Line integral around an ellipse

[shoplifter]

Homework Statement

What is \int_{\gamma} xy dx + x^2 dy in each of the following cases?

1. \gamma is the lower half of the curve 2x^2 + 3y^2 = 8, traveled from (2,0) to (-2,0).

2. \gamma is the full curve 2x^2 + 3y^2 = 8, traveled counterclockwise.

Homework Equations

The line integral formula, I suppose. The fact that the integral can be expressed as the dot product of the vector field (xy, x^2) with the unit tangent vector to the curve can also be helpful.

The Attempt at a Solution

I parametrized the curves for (1) and (2) in different ways, viz.

1. x = t, y = -2\sqrt{\frac{2}{3}\left(1 - \frac{t^2}{4}\right)}.

2. x = 2\cos{\theta}, y = 2\sqrt{2/3}\sin{\theta}.

Then standard integration rules, but I came up with 0 for both the answers. Am I correct?

 

[boboYO]

For no.1, the xy dx part is equal to 0, by symmetry: for every point (x,y) [which contributes xy dx] on the curve, there is another point (-x,y) [which contributes -xy dx] on the opposite side of the y axis. dx is always positive on this curve, so they cancel each other out.

We can also see that the x^2 dy part is equal to 0: because for the first half of the curve, dy is negative, for the second half, dy is positive, while x^2 is positive and mirrored. so the first half cancels out the second half again.So 0 seems right.

2nd question follows easily from the first by splitting it up into 2 integrals: first around the bottom half and then around the top half of the ellipse. We already know from the first question that the bottom half = 0, and by symmetry the top half must be 0 too. 0+0=0.Symmetry arguments are good for checking your work.

 

[Altabeh]

Homework Statement

What is \int_{\gamma} xy dx + x^2 dy in each of the following cases?

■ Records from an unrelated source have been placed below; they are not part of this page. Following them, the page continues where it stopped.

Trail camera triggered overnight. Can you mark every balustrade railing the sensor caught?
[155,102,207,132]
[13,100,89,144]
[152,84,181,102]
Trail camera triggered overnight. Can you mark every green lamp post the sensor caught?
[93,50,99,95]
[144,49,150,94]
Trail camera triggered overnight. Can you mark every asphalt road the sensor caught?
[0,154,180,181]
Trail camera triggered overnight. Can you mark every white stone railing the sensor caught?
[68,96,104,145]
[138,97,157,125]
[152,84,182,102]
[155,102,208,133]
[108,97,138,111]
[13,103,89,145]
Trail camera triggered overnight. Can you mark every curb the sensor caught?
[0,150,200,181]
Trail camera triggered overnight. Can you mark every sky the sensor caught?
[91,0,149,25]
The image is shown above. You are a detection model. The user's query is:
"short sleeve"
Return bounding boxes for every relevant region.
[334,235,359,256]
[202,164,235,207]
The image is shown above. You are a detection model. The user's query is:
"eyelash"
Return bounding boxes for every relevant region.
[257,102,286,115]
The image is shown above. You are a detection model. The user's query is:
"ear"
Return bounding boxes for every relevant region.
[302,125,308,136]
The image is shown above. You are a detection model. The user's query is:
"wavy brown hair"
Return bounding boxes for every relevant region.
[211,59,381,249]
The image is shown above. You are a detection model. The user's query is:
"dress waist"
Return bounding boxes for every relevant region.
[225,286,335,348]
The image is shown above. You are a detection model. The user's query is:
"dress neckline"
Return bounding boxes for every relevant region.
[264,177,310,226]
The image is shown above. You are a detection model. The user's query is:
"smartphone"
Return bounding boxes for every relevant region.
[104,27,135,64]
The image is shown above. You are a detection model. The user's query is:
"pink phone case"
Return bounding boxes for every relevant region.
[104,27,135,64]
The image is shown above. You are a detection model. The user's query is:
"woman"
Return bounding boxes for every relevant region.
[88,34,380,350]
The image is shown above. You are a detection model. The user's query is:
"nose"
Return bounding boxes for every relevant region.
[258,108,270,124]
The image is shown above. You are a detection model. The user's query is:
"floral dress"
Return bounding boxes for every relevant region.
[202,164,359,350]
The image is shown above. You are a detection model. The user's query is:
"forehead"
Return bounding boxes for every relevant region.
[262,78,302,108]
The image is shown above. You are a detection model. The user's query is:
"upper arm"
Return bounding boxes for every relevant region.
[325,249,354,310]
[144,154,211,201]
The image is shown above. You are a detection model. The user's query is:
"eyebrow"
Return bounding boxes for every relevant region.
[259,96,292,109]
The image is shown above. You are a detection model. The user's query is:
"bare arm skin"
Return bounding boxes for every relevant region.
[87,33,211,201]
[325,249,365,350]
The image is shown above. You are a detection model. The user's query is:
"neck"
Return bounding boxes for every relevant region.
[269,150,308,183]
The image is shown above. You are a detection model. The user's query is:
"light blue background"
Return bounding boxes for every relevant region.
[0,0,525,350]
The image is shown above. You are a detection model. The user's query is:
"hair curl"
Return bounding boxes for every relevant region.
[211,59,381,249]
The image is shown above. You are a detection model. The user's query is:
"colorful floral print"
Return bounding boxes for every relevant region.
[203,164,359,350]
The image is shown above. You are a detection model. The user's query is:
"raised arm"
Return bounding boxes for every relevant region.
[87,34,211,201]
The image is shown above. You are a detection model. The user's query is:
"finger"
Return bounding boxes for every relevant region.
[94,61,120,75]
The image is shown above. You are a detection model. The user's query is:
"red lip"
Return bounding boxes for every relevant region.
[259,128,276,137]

1. \gamma is the lower half of the curve 2x^2 + 3y^2 = 8, traveled from (2,0) to (-2,0).

2. \gamma is the full curve 2x^2 + 3y^2 = 8, traveled counterclockwise.

Homework Equations

The line integral formula, I suppose. The fact that the integral can be expressed as the dot product of the vector field (xy, x^2) with the unit tangent vector to the curve can also be helpful.

The Attempt at a Solution

I parametrized the curves for (1) and (2) in different ways, viz.

1. x = t, y = -2\sqrt{\frac{2}{3}\left(1 - \frac{t^2}{4}\right)}.

2. x = 2\cos{\theta}, y = 2\sqrt{2/3}\sin{\theta}.

Then standard integration rules, but I came up with 0 for both the answers. Am I correct?

I checked your answers and they are correct. Here is a graphical analysis of the problem in both cases:
http://img30.imageshack.us/img30/8343/intego.jpg

AB

 

[Altabeh]

For no.1, the xy dx part is equal to 0, by symmetry: for every point (x,y) [which contributes xy dx] on the curve, there is another point (-x,y) [which contributes -xy dx] on the opposite side of the y axis. dx is always positive on this curve, so they cancel each other out.

We can also see that the x^2 dy part is equal to 0: because for the first half of the curve, dy is negative, for the second half, dy is positive, while x^2 is positive and mirrored. so the first half cancels out the second half again.


So 0 seems right.

2nd question follows easily from the first by splitting it up into 2 integrals: first around the bottom half and then around the top half of the ellipse. We already know from the first question that the bottom half = 0, and by symmetry the top half must be 0 too. 0+0=0.


Symmetry arguments are good for checking your work.

A brilliant technical argument, but less mathematical.

 

[vela]

[STRIKE]Note that d\Phi(x,y)=xydx+x^2dy is an exact differential, so the integrals depend only on the endpoints. (I'll leave it to you to find \Phi(x,y).) The second integral is then trivially zero because the start and end points are the same. The first integral is equal to \Phi(-2,0)-\Phi(2,0)=0.[/STRIKE]

 

[shoplifter]

many thanks, guys! i can't find \Phi(x) though, i keep just missing it by a scalar factor. it would seem that \Phi = x^2y would work, but it just misses it. poincare's lemma doesn't seem to help either. am i missing something obvious? :(

 

[vela]

Why does \Phi(x,y)=x^2y not work? You could add on a constant, obviously, but that wouldn't make a difference in evaluating the integral.

 

[shoplifter]

oh, i thought because d(x^2y) = 2xy dx + x^2 dy. how do we get rid of the scalar multiple of 2? it isn't an additive constant, right?

 

[vela]

Oh, I'm sorry. I misled you. For some reason I thought there was a two there in the original problem. You're right. It's not exact, so you have to do the integral by hand. (And they were both zero when I did them earlier.)